Street Costume of an Italian Nobleman, Thirteenth Century
The revolt of Parma, on the 16th of June, 1247, obliged Frederick to resume his arms at a moment when he was least disposed. The friends and relatives of Pope Innocent IV, the Guelf nobles of the houses of Corregio, Lupi, and Rossi, re-entering Parma, whence they had been exiled, triumphed over their adversaries, and in their turn expelled them from the city. Frederick was determined at any price to recover Parma. He sent for a numerous band of Saracens from Apulia, commanded by one of his natural sons, named Frederick, to whom he gave the title of king of Antioch. He assembled the Lombard Ghibellines, under the command of another of his illegitimate sons, named Hans or Hensius, called by him king of Sardinia, and whom he had made imperial vicar in Lombardy. Ezzelino arrived, too, at his camp from the Veronese march, with the militias of Padua, Vicenza, and Verona, and the soldiers whom he had raised in his hereditary fiefs.

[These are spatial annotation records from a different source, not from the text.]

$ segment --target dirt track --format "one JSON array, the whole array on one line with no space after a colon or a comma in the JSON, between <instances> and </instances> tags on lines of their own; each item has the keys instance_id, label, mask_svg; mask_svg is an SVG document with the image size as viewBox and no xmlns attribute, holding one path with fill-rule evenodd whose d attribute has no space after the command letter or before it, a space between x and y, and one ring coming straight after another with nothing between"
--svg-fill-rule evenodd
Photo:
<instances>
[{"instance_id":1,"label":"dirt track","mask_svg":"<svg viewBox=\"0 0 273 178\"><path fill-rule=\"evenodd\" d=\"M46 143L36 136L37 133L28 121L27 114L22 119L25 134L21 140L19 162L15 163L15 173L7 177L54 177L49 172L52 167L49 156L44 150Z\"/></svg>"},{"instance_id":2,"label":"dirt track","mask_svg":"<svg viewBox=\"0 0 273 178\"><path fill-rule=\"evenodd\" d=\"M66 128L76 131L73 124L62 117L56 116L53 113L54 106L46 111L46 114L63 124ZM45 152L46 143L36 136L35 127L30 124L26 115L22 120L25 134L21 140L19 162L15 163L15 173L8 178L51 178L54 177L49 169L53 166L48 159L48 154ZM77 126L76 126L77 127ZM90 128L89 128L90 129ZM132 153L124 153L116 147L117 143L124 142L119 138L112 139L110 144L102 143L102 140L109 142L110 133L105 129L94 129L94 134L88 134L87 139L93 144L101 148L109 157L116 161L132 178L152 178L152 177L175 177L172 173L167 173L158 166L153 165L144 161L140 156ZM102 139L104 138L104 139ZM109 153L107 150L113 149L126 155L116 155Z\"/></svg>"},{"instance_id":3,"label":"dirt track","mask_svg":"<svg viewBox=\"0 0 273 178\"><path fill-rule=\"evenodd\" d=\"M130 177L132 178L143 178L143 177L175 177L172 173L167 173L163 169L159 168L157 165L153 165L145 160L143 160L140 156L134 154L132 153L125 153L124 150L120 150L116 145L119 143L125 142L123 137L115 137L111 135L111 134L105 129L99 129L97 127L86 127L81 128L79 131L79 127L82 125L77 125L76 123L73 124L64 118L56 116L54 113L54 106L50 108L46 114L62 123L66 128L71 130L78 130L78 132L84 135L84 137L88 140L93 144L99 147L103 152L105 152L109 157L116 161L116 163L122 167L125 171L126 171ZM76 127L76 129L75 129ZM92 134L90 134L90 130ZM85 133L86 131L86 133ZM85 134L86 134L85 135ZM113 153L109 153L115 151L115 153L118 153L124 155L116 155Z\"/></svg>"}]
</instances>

On the other side, the Guelfs of Lombardy hastened to send succour to a city which had just sacrificed itself for them. The Milanese set the example; the militias of Mantua, Piacenza, and Ferrara followed it; and the Guelfs, who had been exiled from Reggio, Modena, and other Ghibelline cities, thinking they served their country in fighting for their faction, arrived in great numbers to shut themselves up in Parma. Frederick was prevented from hanging the hostages given previous to the revolt, before the walls of the city, by the militia of Pavia, who declared it was with the sword of Ghibelline soldiers only, and not with that of the executioner, that they would secure the throne of the emperor. The siege made little progress; the winter had begun, but Frederick persisted in his attempt. He proclaimed his determination to raze Parma to the ground, and to transfer those of the inhabitants who should be spared into his fortified camp, of which he would make a new town, called Vittoria. This camp, which he quitted on a hawking party, on the 8th of February, 1248, was in his absence surprised by a sortie of a Guelf army from Parma, taken, and pillaged; his soldiers were dispersed, and the emperor had the humiliation of being forced to raise the siege.